FINANCIAL CRISIS GRIPS GEORGIA.
Publication: Monitor Volume: 4 Issue: 212
Twenty-eight-year-old Finance Minister Mikhel Chkuaseli, one of Georgia’s foremost reformers, resigned on November 14 after approximately one year in office. His resignation capped that of all of the Finance Ministry’s deputy ministers and department chiefs at a tense cabinet session chaired by President Eduard Shevardnadze. The president described Georgia’s financial situation as “alarming” and “dramatic.” The government is rapidly falling behind on the payment of wages and pensions due to revenue shortfalls. Chkuaseli had threatened to resign in September in a successful effort to pressure parliament to approve the IMF’s financial guidelines and the new tax code. The leftist opposition and even some government ministers–notably state minister (equivalent to prime minister). Vazha Lortkipanidze are blaming the financial crisis partly on the policies that Chkuaseli promoted (Prime News, November 14).

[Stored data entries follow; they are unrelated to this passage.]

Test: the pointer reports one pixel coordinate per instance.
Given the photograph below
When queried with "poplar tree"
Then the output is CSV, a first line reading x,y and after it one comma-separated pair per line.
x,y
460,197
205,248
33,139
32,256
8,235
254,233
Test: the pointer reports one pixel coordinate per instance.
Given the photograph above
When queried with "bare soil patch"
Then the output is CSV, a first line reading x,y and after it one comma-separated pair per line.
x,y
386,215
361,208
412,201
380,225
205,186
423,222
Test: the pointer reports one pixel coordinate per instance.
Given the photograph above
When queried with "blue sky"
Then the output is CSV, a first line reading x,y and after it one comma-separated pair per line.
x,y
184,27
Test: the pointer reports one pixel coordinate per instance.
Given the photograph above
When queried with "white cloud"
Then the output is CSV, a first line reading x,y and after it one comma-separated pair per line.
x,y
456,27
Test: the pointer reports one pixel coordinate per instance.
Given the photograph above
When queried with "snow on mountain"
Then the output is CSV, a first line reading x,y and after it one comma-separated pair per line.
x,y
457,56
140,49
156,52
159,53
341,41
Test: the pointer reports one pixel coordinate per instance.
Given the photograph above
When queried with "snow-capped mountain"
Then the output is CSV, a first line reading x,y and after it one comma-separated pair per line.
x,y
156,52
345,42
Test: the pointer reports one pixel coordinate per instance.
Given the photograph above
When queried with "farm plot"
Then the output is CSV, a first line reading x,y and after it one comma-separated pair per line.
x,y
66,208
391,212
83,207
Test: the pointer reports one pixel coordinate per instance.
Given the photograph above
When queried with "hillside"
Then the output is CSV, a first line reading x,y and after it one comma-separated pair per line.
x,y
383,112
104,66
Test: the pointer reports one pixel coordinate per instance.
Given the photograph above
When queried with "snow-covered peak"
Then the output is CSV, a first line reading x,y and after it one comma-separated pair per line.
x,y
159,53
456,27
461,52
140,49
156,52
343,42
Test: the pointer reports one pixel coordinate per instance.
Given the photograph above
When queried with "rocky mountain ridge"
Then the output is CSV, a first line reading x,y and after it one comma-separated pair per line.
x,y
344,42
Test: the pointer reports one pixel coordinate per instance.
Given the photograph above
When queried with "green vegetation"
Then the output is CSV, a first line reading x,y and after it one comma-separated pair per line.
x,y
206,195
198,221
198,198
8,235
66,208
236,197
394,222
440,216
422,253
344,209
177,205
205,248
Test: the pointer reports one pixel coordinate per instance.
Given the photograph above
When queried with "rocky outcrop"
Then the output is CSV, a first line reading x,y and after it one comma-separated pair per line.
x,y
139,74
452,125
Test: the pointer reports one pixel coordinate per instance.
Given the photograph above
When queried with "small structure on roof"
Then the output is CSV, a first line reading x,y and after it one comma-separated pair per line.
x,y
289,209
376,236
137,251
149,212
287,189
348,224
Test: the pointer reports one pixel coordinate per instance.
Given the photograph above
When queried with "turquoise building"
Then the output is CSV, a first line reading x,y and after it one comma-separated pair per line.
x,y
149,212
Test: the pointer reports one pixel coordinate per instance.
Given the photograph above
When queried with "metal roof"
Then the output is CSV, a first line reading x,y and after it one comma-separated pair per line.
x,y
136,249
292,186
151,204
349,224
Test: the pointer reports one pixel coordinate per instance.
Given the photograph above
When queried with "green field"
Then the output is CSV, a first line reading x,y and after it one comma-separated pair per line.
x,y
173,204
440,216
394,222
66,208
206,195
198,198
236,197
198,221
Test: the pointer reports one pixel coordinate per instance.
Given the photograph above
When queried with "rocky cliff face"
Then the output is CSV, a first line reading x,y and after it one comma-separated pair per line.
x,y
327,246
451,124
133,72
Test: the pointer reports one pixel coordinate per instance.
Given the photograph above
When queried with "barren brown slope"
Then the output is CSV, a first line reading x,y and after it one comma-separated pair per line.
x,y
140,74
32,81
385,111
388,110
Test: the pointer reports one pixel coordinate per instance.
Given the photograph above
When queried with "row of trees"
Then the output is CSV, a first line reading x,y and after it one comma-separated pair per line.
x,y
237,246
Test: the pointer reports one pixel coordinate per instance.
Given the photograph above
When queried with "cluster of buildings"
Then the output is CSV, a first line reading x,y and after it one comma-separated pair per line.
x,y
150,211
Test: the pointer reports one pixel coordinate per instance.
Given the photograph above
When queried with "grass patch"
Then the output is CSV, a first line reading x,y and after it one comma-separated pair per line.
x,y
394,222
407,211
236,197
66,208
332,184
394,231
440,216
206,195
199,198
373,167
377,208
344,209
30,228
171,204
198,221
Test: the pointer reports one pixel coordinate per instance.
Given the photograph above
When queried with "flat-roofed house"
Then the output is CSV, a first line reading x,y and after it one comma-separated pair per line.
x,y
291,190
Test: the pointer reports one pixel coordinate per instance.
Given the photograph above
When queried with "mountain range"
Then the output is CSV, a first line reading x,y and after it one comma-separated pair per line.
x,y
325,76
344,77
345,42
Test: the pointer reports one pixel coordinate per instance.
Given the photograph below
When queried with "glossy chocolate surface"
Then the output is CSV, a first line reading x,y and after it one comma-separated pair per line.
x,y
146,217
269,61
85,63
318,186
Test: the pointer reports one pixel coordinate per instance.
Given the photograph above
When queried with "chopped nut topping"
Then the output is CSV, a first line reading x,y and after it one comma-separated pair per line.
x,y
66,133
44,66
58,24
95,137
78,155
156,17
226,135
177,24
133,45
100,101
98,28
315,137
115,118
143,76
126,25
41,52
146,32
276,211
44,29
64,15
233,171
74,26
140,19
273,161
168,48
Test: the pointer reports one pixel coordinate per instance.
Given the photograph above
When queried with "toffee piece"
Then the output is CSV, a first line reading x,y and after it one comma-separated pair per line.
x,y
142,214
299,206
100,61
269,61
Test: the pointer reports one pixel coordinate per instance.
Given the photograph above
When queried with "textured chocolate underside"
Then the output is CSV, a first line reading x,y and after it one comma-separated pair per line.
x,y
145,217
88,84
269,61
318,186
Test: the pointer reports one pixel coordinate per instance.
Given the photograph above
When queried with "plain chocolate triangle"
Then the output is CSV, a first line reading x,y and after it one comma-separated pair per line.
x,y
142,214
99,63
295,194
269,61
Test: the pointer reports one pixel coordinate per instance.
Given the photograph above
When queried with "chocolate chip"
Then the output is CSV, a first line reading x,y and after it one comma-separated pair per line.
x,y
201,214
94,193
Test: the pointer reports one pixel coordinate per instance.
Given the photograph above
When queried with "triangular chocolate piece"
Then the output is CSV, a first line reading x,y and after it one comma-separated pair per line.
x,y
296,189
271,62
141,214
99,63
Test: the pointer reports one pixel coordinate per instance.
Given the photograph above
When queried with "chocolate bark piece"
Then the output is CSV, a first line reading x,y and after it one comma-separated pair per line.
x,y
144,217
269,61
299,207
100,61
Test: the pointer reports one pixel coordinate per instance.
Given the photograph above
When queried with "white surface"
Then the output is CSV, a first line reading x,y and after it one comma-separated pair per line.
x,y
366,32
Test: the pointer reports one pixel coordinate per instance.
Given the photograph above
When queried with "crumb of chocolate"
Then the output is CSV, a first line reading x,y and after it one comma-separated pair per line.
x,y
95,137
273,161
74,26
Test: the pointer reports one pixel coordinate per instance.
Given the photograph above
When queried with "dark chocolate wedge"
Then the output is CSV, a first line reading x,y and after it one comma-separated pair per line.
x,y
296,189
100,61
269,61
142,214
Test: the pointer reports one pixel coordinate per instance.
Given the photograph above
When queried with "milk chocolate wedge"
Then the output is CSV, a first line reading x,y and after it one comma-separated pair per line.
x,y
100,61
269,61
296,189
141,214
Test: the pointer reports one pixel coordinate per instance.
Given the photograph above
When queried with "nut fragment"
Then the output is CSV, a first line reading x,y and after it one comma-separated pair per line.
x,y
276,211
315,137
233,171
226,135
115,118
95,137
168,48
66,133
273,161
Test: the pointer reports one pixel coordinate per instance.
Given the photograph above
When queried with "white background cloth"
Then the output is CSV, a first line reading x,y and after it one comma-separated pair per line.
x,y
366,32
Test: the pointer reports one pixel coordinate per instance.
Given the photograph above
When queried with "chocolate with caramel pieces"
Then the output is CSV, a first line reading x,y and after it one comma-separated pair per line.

Politically, the crisis could not have come at a worse time for Georgia. The country went to the polls yesterday for the first local elections since it became independent. The government, the opposition of various stripes and foreign observers consider these elections a test of Shevardnadze’s popularity and the viability of the ruling Union of Citizens of Georgia. Moreover, the arrears of up to four months in the disbursement of military pay are politically risky in the wake of last month’s military mutiny.